The bargain Pfizer did
But in the times before that restart, the influence of the corporate money on EBF was substancial : the Burke foundation was meant to be a conservative thinkthank where people thinking alike could gather and debate the big things in life.
The reality after five years accepting money from Pfizer : Nearly half of all the brochures Burke published were dealing with Health care related subjects, instead of dealing with theoretical conservatism.

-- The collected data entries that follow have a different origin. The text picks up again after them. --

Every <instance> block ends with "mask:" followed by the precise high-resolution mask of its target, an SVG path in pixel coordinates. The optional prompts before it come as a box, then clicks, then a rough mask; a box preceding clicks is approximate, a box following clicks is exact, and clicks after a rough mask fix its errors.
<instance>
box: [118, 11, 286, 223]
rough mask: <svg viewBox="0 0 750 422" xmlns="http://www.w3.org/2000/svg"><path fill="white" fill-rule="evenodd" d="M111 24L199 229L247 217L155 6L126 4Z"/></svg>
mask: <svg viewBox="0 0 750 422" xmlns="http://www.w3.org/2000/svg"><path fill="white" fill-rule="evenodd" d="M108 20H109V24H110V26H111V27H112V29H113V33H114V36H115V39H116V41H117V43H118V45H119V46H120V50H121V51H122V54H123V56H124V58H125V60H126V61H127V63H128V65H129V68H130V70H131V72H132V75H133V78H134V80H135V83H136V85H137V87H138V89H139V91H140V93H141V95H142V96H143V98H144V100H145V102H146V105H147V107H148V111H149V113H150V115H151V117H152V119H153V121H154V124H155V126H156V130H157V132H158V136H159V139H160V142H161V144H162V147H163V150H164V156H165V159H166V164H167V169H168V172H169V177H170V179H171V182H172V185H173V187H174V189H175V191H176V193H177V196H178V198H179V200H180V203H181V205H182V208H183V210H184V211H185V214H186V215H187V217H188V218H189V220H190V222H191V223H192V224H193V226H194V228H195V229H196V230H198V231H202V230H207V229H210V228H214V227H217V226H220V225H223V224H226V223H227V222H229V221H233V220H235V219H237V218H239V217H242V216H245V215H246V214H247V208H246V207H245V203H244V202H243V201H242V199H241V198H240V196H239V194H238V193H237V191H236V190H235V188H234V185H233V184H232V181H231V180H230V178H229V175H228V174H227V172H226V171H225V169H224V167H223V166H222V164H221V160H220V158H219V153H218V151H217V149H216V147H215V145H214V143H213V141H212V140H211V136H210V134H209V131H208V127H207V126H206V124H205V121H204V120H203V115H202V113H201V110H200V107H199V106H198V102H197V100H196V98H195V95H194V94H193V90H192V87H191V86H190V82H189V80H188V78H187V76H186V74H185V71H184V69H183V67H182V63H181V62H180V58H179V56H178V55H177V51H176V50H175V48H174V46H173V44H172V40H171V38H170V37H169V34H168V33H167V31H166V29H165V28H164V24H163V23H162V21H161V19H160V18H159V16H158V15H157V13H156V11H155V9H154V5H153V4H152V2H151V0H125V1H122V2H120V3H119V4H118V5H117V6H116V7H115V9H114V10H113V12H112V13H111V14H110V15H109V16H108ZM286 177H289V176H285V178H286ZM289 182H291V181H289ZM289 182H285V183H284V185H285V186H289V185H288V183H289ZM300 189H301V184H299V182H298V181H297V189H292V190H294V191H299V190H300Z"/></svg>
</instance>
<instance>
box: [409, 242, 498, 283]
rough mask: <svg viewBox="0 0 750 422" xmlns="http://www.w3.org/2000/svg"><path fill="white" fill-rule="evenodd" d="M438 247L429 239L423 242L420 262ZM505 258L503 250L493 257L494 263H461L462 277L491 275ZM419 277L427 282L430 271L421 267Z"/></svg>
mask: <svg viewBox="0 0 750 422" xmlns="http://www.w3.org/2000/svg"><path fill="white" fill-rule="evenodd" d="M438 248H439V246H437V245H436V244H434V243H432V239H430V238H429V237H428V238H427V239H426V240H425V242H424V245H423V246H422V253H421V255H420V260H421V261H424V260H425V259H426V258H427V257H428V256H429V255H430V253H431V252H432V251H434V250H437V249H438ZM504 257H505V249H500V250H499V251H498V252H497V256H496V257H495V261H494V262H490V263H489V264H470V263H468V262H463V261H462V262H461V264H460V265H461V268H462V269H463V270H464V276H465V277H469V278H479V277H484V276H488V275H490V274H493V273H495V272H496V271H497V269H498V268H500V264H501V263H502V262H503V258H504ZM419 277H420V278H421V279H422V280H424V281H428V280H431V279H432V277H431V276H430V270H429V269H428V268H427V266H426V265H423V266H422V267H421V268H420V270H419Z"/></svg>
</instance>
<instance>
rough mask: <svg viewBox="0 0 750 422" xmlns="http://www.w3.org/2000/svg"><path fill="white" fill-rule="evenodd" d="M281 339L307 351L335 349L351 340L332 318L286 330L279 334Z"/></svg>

Diplomat Jess L. Baily, at the time the number two in rank at the US-embassy in Amsterstam concluded :
Pfizer did a great bargain with that Spruyt-guy : for just a little bit of money they gave him, that man manifested himself excellently the way they wanted. The time it lasted, he was in the newspapers everywhere
The lesson we've learnt is clear : while a thinkthank itself may presume that, for a little favor in return, with corporate money they have the chance to promote their own political worldview; the reality is different : by accepting corporate money, a thinkthank automatically partially becomes a tool of its financers.
It's an important lesson for understanding the climate change debate, where nearly all climate skeptics seem to have close connections with free-market thinkthanks. Thinkthanks who in their turn depend on corporate money, like Exxon money.
And at the end, some climate skepticism before bedtime
Even though it never was their core bussiness, the Burke Foundation expressed climate skeptical views. And in 2003, the Dutch anti-environmentalism organisation De Groene Rekenkamer published a "greenbook" in which a lot of environmental issues were labelled 'non-existent' or 'exaggerated'.
Even though nearly everything involving the book was done by the Stichting-HAN (they will appear later in the series) and Kouffeld's Nuclear Energy Foundation, the Burke foundation is mentioned as one the four co-authoring organisations.
How they ended up being involved with a greenbook ? Nescio.